Cette dernière partie nous montre donc que l’Homme est condamné à ce mal-être que l’on nomme mélancolie, et qu’il ne peut que subir cette punition, sans jamais pouvoir accéder au bonheur qu’il estime mériter.

Le Spleen de Paris traite en effet de divers sujets, dont celui du Spleen et de l’Idéal, et du lien qui existe entre ces deux notions. Ce thème est présent dans presque la totalité du recueil, mais les poèmes choisis nous ont permis de cibler l’étude et de mettre en évidence le contraste frappant qui existe entre perfection, bonheur, douceur, et mélancolie, violence, mal-être. Ces deux notions qui s’opposent fortement sont présentes dans les mêmes poèmes, afin d’accentuer leurs différences.

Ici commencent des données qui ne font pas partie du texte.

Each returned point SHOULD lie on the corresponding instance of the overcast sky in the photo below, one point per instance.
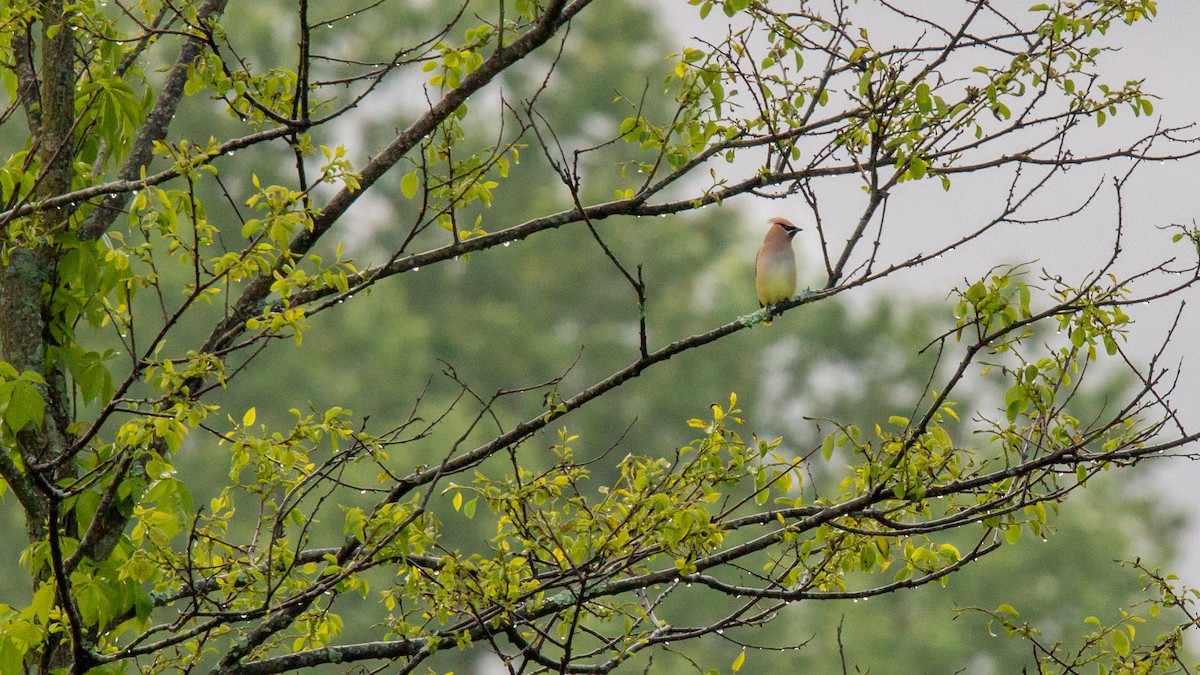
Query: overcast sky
(1164, 52)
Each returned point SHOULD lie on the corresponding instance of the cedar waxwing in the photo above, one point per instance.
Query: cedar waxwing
(775, 266)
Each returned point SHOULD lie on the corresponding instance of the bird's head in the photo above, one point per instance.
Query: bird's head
(785, 225)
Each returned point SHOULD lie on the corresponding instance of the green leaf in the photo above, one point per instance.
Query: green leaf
(408, 184)
(924, 102)
(25, 406)
(1120, 643)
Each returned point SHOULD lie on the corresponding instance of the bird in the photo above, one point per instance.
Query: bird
(775, 264)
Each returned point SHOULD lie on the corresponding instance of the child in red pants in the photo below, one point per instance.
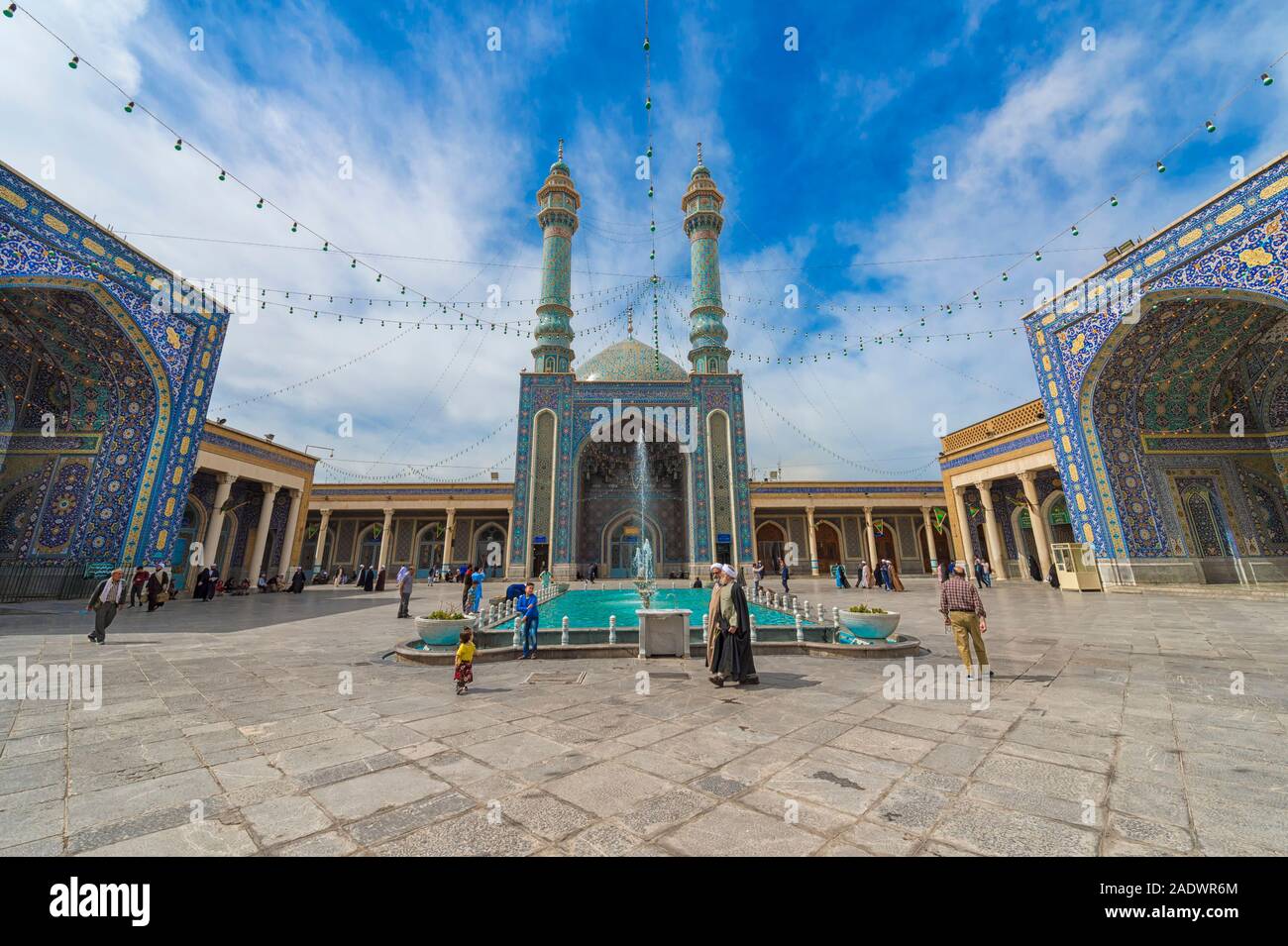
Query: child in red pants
(464, 675)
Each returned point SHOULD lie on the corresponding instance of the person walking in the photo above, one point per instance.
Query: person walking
(477, 588)
(463, 672)
(156, 587)
(964, 613)
(198, 589)
(893, 572)
(141, 579)
(103, 602)
(732, 658)
(526, 609)
(406, 579)
(712, 626)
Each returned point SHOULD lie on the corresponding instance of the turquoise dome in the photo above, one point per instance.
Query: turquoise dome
(630, 360)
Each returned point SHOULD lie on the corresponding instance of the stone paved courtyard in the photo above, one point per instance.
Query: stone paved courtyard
(1111, 709)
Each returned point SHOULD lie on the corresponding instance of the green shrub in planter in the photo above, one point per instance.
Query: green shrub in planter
(867, 623)
(441, 628)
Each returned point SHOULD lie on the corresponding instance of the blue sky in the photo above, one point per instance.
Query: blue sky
(825, 156)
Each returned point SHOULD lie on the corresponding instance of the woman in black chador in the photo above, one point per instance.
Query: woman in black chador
(732, 658)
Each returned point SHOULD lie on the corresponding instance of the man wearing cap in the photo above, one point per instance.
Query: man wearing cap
(964, 611)
(107, 597)
(732, 658)
(713, 611)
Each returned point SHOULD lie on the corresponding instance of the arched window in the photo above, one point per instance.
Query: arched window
(429, 549)
(369, 550)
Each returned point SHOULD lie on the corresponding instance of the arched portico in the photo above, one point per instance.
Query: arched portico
(1158, 376)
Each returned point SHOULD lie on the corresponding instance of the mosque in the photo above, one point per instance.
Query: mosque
(1157, 447)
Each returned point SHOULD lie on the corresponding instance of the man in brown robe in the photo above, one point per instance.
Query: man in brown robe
(713, 611)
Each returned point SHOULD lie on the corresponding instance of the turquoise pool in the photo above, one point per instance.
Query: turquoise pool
(593, 607)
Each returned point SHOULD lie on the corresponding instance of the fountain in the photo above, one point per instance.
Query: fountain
(664, 631)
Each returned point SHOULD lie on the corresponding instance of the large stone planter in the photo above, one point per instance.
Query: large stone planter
(441, 633)
(664, 631)
(868, 627)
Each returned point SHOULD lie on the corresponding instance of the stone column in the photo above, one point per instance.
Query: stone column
(992, 534)
(872, 538)
(321, 547)
(962, 534)
(266, 517)
(292, 520)
(447, 538)
(384, 540)
(812, 541)
(1028, 480)
(930, 537)
(210, 547)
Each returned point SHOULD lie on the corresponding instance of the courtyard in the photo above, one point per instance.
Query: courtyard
(1117, 725)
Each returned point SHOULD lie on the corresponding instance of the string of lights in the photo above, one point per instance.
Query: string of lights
(605, 297)
(652, 206)
(674, 302)
(1209, 126)
(828, 450)
(132, 106)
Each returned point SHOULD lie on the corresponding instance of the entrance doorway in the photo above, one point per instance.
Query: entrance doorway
(828, 542)
(769, 545)
(940, 538)
(540, 560)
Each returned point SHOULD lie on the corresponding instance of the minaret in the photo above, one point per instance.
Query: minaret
(557, 213)
(702, 222)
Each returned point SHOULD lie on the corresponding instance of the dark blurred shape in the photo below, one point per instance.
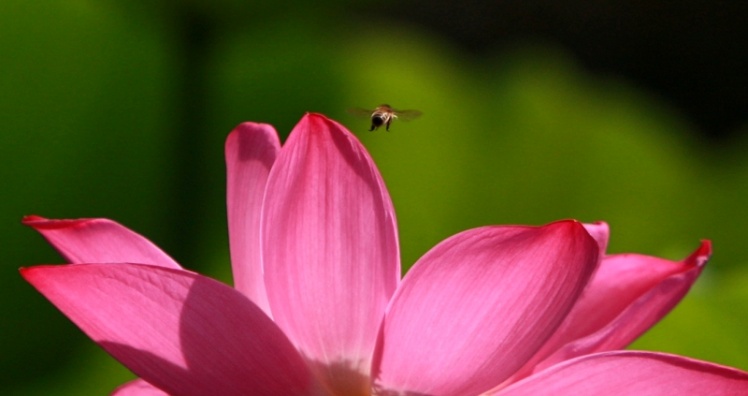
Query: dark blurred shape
(692, 52)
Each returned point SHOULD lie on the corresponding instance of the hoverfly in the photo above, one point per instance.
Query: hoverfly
(384, 114)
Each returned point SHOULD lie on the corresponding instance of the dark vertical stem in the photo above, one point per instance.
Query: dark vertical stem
(193, 41)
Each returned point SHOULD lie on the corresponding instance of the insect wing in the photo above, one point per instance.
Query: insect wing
(407, 115)
(359, 112)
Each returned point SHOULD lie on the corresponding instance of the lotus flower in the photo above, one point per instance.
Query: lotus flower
(319, 308)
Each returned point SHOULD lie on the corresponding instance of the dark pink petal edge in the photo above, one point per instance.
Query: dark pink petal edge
(138, 387)
(98, 241)
(633, 373)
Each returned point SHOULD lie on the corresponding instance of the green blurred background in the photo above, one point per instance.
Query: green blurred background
(532, 113)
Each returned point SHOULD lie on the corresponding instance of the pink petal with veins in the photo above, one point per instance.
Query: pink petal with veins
(181, 332)
(330, 249)
(628, 294)
(478, 305)
(251, 149)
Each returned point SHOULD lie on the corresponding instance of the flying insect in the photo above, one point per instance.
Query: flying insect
(384, 114)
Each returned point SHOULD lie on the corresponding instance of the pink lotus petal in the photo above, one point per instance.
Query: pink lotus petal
(251, 149)
(628, 294)
(330, 249)
(184, 333)
(635, 374)
(478, 305)
(98, 241)
(138, 387)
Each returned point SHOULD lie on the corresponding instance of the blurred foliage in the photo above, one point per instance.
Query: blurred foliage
(120, 110)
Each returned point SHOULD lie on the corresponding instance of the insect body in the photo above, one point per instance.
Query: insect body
(384, 114)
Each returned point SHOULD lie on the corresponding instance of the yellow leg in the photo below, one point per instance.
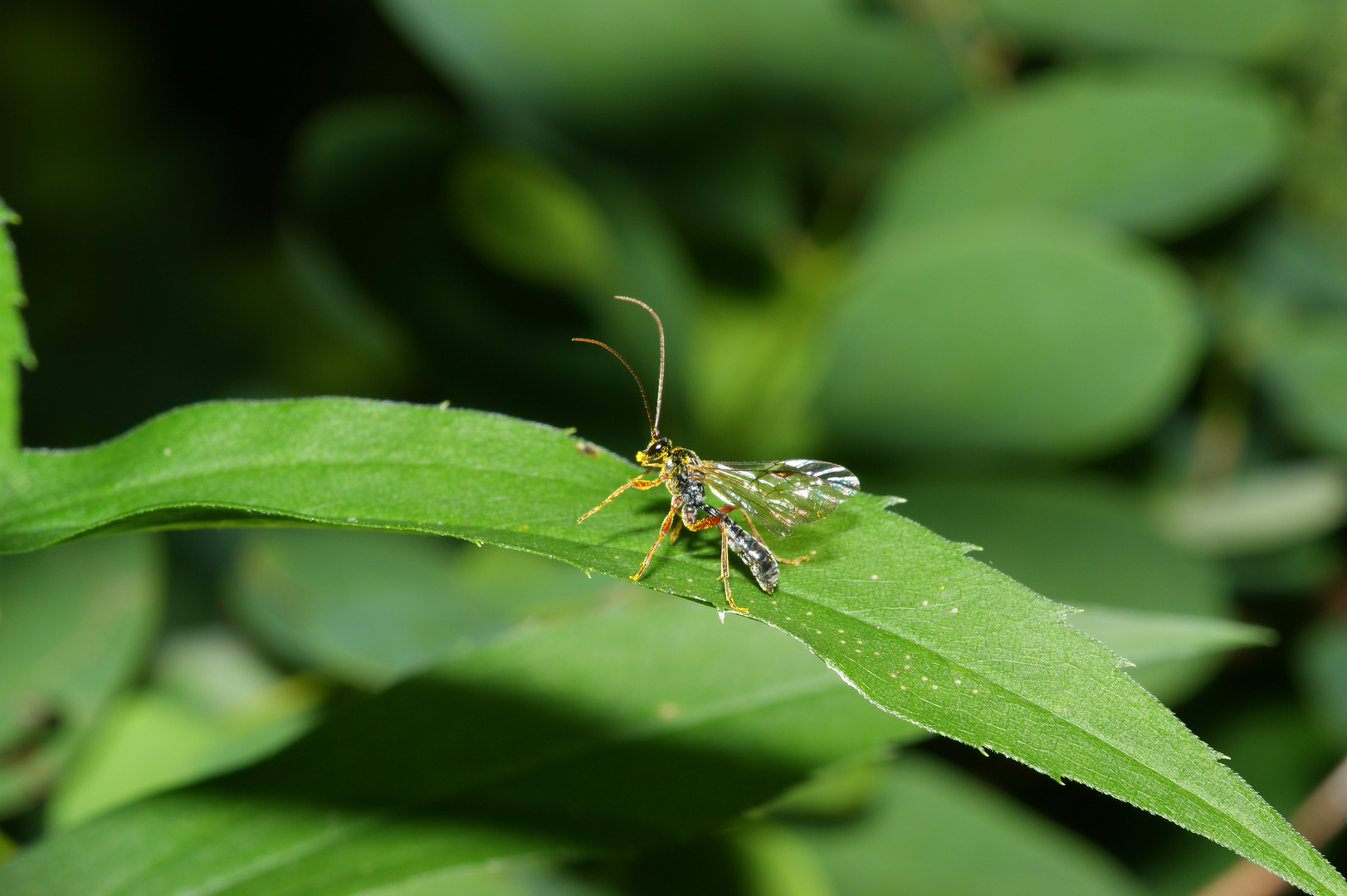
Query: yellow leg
(636, 483)
(725, 569)
(668, 522)
(705, 523)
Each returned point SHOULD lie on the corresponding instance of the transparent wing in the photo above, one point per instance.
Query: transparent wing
(780, 494)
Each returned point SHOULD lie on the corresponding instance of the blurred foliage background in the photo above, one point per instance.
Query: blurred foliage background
(1070, 276)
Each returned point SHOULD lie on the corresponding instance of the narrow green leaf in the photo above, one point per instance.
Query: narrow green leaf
(1258, 511)
(372, 608)
(1020, 332)
(642, 720)
(899, 612)
(1154, 151)
(1087, 542)
(14, 340)
(75, 623)
(212, 706)
(939, 831)
(1160, 637)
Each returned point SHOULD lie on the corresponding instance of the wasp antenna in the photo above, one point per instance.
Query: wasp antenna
(659, 392)
(644, 401)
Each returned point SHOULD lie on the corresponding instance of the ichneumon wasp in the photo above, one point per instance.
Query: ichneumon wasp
(780, 494)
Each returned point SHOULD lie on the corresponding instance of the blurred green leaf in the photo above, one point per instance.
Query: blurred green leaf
(1009, 332)
(1295, 572)
(1156, 151)
(1253, 30)
(774, 861)
(622, 66)
(939, 831)
(1303, 358)
(531, 220)
(1290, 325)
(1146, 639)
(75, 623)
(371, 608)
(989, 662)
(14, 341)
(549, 736)
(212, 706)
(1321, 666)
(1258, 511)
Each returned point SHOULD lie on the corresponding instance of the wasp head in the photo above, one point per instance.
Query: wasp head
(655, 453)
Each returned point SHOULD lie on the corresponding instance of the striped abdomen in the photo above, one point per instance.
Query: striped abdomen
(754, 553)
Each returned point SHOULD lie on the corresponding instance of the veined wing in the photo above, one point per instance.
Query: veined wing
(780, 494)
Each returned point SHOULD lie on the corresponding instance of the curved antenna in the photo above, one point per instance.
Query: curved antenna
(644, 401)
(659, 392)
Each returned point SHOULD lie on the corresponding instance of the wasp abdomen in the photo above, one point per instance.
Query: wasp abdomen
(754, 553)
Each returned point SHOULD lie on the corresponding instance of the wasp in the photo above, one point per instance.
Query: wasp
(778, 494)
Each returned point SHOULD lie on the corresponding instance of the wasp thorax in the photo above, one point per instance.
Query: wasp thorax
(655, 453)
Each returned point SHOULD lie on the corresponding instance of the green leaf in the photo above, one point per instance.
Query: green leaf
(372, 608)
(899, 612)
(531, 220)
(1009, 332)
(1321, 666)
(14, 340)
(1089, 543)
(622, 66)
(640, 720)
(75, 623)
(1154, 151)
(939, 831)
(1258, 511)
(1301, 356)
(1250, 30)
(1146, 639)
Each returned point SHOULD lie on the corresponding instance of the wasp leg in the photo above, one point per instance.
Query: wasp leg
(636, 483)
(748, 518)
(725, 567)
(668, 522)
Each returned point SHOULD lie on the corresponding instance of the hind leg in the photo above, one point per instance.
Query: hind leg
(718, 522)
(664, 528)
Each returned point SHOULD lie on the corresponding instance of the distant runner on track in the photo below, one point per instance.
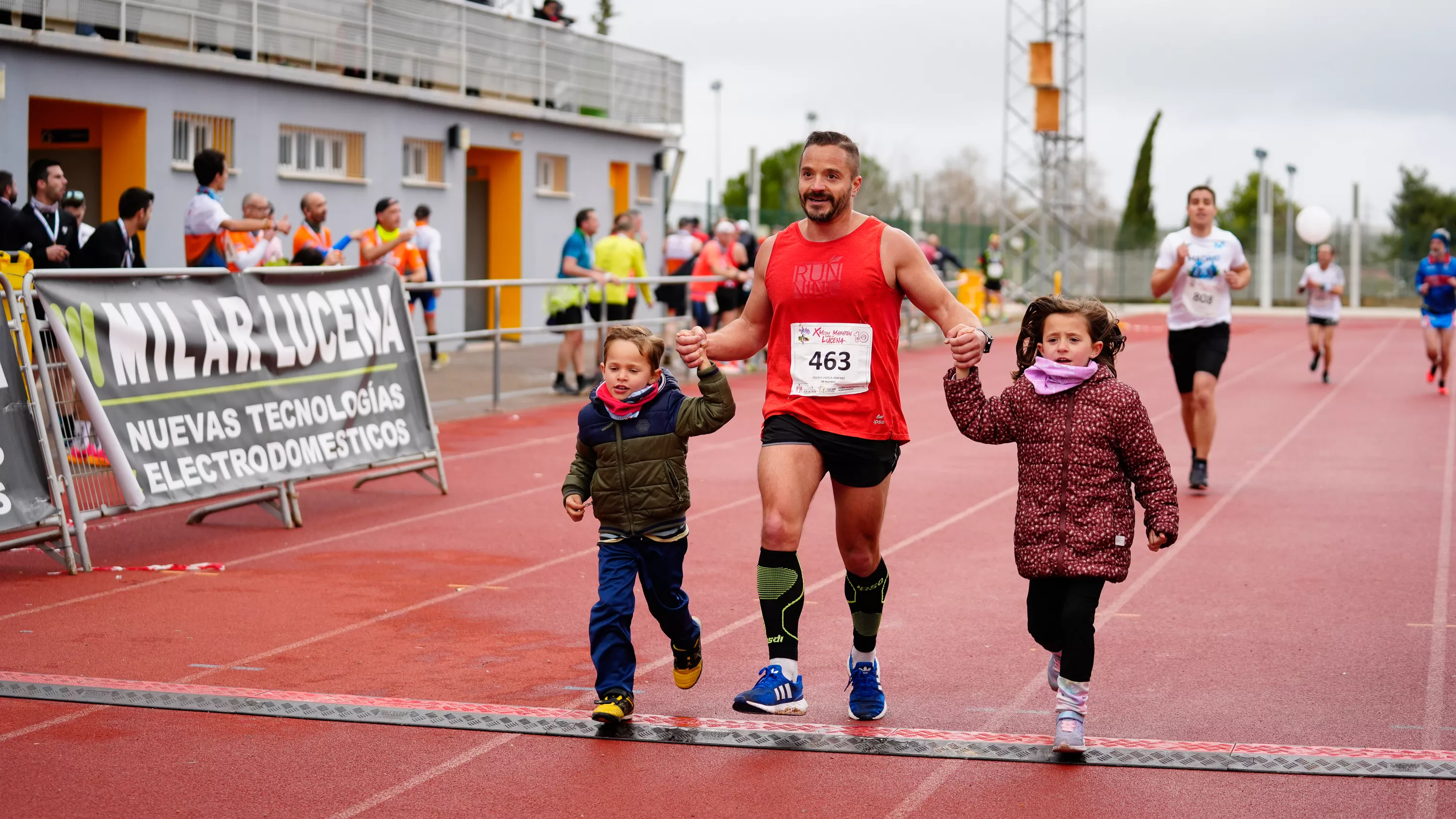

L’Idéal précède toujours le Spleen, et est assimilé à un rêve, à quelque chose de magique et d’inaccessible, que l’Homme ne peut qu’entrevoir. Le Spleen, qui suit, marque une rupture brutale avec ce qui a précédé et chamboule toute la situation, des paysages,
jusqu’aux sentiments du poète. Ces poèmes semblent donc montrer les efforts vains de Baudelaire à atteindre son Idéal, un endroit calme et magnifique, où le temps n’existe pas, et où l’inspiration règne.